A friend and I are looking to do a backpack hunt in Region G during the fall 2015. We have the points to draw the tag, so I'm in the process of compiling information for the upcoming hunt. My wife's family has a reunion each year up the Greys River in the Blind Bull area (visitors always welcome), so I am fairly familiar with the main valley and some of the tributaries up to about Corral Creek (~50 miles "up" the Greys). I have taken the spotter out on several occasions and spotted animals, and have been drawn to the high country on the east side of unit 144. I am trying to decipher the exact boundaries, and while I think there should be plenty of good country up there, I'm curious of other's opinions. My wife and I did a 10-mile hike between McDougal Gap and Blind Bull Canyon last summer as well, and the habitat in that area looked phenomenal; however, it area might be in unit 142 which is in H. I don't want to discount areas to the west of the Greys (Mann Peak, Virginia Peak, etc.), and I'm also curious about areas further to the south (Commisary Ridge) as well as the rolling, more open country that heads south towards Cokeville once you exit the high country.

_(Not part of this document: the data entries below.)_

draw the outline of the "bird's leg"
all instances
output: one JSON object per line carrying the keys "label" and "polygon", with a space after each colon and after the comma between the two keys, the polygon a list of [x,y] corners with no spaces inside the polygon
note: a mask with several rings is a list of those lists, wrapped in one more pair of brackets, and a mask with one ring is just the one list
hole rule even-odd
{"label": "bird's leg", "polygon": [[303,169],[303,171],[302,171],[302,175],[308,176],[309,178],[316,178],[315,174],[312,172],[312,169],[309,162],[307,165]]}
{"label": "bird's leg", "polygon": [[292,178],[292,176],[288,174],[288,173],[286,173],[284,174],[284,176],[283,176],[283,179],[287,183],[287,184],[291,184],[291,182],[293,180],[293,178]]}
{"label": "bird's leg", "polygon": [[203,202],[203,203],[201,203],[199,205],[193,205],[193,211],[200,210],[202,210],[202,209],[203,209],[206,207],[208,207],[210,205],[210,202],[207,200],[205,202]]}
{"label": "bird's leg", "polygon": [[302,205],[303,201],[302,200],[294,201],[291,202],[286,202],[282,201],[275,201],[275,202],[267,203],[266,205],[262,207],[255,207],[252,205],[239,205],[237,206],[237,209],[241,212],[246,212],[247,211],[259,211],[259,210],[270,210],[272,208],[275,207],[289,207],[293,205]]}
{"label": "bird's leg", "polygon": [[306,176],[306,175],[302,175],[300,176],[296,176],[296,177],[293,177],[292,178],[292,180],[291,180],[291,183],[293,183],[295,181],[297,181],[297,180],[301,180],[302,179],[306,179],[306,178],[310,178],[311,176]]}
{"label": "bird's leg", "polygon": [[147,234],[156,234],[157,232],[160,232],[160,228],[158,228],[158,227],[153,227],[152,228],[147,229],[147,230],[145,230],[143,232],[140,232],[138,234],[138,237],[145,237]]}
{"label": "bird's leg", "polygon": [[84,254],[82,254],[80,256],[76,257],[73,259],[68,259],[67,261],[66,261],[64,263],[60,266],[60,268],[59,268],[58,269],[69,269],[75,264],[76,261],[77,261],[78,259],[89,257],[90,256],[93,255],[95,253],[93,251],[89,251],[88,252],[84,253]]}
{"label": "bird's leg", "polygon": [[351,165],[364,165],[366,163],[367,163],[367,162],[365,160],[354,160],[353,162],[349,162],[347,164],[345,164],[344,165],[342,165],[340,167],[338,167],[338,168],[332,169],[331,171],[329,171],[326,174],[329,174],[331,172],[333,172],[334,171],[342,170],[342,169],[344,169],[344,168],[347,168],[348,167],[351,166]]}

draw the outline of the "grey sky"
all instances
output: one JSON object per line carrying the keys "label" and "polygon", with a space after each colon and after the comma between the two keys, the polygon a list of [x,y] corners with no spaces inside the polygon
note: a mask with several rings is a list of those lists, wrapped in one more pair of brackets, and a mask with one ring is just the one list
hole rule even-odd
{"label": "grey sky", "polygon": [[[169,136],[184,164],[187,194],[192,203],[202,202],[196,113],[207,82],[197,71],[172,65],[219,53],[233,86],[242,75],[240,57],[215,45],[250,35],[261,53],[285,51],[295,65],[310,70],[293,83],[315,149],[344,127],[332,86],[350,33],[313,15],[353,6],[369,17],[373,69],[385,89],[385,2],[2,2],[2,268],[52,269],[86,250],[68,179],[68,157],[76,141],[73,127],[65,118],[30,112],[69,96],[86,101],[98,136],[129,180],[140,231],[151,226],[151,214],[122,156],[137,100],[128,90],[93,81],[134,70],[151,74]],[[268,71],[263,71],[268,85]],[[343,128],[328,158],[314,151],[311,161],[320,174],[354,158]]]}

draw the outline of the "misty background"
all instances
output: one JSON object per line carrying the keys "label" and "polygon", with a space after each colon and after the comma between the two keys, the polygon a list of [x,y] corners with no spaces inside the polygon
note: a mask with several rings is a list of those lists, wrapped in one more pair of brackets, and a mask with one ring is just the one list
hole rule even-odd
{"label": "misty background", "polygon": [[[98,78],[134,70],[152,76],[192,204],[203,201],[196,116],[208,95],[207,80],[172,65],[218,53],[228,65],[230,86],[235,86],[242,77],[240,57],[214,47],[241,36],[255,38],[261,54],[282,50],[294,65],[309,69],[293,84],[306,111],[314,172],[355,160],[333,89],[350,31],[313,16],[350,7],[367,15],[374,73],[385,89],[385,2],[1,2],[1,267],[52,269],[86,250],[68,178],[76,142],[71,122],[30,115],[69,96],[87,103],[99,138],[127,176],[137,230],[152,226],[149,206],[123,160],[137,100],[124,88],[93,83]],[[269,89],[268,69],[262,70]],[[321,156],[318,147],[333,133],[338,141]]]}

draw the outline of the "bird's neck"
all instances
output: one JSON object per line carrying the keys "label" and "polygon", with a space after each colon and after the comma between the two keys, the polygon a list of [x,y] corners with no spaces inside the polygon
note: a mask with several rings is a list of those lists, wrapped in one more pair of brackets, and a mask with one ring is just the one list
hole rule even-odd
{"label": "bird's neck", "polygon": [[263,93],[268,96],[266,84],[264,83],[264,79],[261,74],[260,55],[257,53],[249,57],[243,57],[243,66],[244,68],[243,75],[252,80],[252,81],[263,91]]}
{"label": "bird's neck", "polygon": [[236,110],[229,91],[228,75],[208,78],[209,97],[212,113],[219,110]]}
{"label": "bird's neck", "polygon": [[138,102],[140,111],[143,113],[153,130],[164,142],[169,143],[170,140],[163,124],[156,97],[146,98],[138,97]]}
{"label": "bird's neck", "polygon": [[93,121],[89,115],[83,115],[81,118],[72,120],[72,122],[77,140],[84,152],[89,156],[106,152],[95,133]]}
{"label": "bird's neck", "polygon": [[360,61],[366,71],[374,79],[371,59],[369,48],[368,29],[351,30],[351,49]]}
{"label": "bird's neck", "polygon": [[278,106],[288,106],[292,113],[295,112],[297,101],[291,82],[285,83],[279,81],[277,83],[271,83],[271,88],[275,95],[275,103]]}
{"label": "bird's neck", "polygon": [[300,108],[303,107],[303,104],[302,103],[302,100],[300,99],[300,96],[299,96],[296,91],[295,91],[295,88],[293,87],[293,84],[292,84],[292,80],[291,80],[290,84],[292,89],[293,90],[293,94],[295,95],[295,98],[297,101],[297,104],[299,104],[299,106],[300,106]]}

If any of you would be willing to share your knowledge of the region, I would be grateful. Again, I am just looking to fine tune my research by throwing out chunks on the region that may not be worth the time to scout. As I said, we are looking for a backpack style hunt, and would ideally like to be 5-10 miles back with the chance at solid 150-160"+ bucks. I know they're there as I've seen some bombers over the past 13 years summering in the Greys valley. We will likely have time for a couple weekend scouting trips before the season as well as some time that I can likely carve out of our yearly reunion. Any thoughts are appreciated. If you'd rather PM, that's OK too. This will likely be a one and done type hunt - I don't know if I'm going to try and play the points game too much longer (or again). Thanks in advance!


----------



## mtnrunner260 (Feb 15, 2010)

Any backpack hunt in G that is hunted hard will produce a 150 buck. 
Beautiful country. Pick a spot, load up the pack and enjoy.


----------



## wyogoob (Sep 7, 2007)

white creek


----------